Marcel memanggil salah satu pelayan di cafe itu. "Mbak, bisa tolong panggilkan pemilik cafe ini? Bilang aja kalau Marcel datang bawa kejutan."

Pelayan tadi mengangguk paham dan langsung menghubungi majikannya. "Nyonya sedang dalam perjalanan kemari, Mas. Silahkan di tunggu," kata Pelayan Cafe.

"Oke, terimakasih, ya."

Sepuluh menit penuh keduanya menunggu. Hingga, suara bel pintu kini berdenting sangat keras akibat dorongan pintu yang kuat.

Itu si pemilik Cafe. Melihatnya, mata Karina membulat kaget juga rindu. "Qiaaa!!"

Keduanya saling berpelukan guna menyalurkan rasa rindu pada satu sama lain. "Kenapa gak bilang kalau bangun cafe sih?"

"Lo susah banget di hubungin soalnya, jadi kita pikir lo gak bakal balik lagi," balas Qia.

Karina mengangguk paham, namun langsung menatap intens pada laki-laki yang merupakan bosnya itu. "Lo juga, kenapa telat ngasih tahu, nya? Hah!?"

"Kan kita baru ketemu tadi."

"Huh!"

Marcel menghela nafas pasrah.

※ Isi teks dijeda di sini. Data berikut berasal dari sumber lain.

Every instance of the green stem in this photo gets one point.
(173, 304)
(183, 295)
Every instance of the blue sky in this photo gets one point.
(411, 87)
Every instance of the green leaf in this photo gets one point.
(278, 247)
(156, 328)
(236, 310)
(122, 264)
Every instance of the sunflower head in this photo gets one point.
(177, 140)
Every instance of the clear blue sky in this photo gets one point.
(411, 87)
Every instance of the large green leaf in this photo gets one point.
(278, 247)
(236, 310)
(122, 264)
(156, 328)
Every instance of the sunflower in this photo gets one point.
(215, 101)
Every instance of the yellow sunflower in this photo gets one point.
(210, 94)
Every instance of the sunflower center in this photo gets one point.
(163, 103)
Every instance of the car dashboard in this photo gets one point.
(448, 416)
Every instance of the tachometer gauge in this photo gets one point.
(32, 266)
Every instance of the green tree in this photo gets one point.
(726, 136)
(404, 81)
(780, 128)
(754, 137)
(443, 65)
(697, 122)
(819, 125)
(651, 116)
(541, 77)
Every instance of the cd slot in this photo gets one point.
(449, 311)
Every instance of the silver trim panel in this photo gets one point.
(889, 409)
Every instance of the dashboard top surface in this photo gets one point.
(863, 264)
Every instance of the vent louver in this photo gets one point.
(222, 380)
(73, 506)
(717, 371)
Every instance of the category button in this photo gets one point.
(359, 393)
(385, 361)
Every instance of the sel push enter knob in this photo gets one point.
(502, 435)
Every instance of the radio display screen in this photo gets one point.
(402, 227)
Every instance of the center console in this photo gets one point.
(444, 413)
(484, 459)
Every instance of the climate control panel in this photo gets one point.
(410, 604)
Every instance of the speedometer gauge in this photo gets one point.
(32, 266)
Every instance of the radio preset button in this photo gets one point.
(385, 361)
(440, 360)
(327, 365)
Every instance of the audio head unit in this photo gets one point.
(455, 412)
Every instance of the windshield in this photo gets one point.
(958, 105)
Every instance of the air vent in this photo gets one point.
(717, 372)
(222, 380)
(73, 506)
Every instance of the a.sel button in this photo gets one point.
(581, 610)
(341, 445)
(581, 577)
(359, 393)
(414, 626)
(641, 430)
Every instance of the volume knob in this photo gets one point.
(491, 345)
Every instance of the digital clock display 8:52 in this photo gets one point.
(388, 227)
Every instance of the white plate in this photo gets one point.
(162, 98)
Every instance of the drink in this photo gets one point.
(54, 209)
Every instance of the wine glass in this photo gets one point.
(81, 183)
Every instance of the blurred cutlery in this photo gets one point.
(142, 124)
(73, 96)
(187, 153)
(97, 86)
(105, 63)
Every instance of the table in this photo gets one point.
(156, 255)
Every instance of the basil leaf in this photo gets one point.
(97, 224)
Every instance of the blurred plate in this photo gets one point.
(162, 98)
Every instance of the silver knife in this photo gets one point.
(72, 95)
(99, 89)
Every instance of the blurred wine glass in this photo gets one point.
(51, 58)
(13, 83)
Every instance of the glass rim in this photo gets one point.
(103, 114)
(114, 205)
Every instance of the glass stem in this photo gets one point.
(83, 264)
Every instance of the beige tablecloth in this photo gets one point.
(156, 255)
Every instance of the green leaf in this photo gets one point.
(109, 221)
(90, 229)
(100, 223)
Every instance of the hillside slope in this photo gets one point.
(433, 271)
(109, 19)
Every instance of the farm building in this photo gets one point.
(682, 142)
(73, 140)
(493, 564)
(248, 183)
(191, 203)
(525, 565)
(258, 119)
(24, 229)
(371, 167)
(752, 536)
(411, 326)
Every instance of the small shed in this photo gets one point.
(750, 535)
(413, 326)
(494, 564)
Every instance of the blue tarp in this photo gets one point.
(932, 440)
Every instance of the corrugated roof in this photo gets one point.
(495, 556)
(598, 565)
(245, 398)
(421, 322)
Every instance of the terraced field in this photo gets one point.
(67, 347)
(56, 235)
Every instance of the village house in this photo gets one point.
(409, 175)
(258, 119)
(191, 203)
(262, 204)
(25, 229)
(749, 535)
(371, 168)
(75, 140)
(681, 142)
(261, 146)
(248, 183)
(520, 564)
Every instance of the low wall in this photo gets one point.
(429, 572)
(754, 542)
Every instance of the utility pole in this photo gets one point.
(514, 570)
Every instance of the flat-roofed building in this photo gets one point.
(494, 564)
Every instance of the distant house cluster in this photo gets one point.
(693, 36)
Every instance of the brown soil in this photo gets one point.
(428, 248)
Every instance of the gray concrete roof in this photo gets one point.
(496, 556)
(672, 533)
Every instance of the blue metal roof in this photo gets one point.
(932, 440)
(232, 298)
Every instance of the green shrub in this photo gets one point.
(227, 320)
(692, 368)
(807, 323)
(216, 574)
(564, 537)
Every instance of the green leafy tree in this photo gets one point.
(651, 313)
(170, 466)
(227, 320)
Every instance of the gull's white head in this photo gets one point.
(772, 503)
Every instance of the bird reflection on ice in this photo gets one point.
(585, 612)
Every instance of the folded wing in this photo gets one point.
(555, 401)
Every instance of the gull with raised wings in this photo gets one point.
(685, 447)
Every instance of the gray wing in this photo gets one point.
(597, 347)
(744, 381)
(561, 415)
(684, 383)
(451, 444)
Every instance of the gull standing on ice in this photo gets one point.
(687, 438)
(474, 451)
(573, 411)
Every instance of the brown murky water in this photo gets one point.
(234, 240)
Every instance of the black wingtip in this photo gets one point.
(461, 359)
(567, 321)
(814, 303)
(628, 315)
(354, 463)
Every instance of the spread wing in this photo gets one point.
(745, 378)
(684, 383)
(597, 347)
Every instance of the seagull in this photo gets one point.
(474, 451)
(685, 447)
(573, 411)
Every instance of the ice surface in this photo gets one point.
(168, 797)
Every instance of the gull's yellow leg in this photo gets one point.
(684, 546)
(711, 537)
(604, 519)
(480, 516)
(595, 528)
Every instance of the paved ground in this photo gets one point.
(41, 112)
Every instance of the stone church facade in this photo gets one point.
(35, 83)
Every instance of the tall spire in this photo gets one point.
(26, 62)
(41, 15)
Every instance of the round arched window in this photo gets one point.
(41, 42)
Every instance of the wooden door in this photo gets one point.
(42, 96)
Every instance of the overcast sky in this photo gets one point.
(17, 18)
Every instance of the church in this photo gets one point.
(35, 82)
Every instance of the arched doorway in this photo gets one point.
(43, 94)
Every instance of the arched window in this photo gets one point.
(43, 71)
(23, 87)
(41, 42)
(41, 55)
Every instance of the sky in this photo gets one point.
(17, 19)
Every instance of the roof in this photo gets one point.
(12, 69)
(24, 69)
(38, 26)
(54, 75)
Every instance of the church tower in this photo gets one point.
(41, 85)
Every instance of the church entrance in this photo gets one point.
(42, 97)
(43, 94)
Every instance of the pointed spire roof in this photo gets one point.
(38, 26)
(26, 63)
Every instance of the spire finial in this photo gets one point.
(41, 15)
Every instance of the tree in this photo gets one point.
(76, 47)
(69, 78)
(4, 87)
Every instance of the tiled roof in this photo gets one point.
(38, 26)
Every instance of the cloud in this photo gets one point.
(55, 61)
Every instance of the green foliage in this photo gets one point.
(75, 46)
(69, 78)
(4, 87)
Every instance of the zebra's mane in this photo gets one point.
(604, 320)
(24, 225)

Tak berselang lama, telepon nya berdering. "Saya jawab telepon dulu, kalian lanjutkan mengobrol," ucap Marcel.

Karina juga Qiandra mengangguk paham. "Qia, lo tahu gak dari sejak kapan Marcel jadi formal kayak gitu? Gue agak gimana kalo ngobrol sama dia, mana gue kejebak jadi sekretarisnya lagi," keluh Karina.

"Oh, lo kerja di perusahaan dia sekarang? Marcel jadi formal kayak gitu kalo gak salah sejak lulus SMA dan lanjutin kuliah jurusan bisnis atau apa gitu gue kurang tahu."

"Lo juga, padahal nanggung mau lulus bareng malah pindah," lanjut Qiandra.

Karina menghela nafas panjang. "Itu ngedadak, Qia. Gue juga gak tahu bakal langsung pindah waktu itu."

"Dan juga-"

"Karina, ayo kembali ke perusahaan." Marcel tiba dengan ekspresi wajah yang berbeda dari biasanya.

Karina sempat menolak. "Nanti aja, gue eh aku eh saya kan lagi reuni sama Qia."

Marcel menatap lekat manik tajam Karina. "Ayo, Karina!"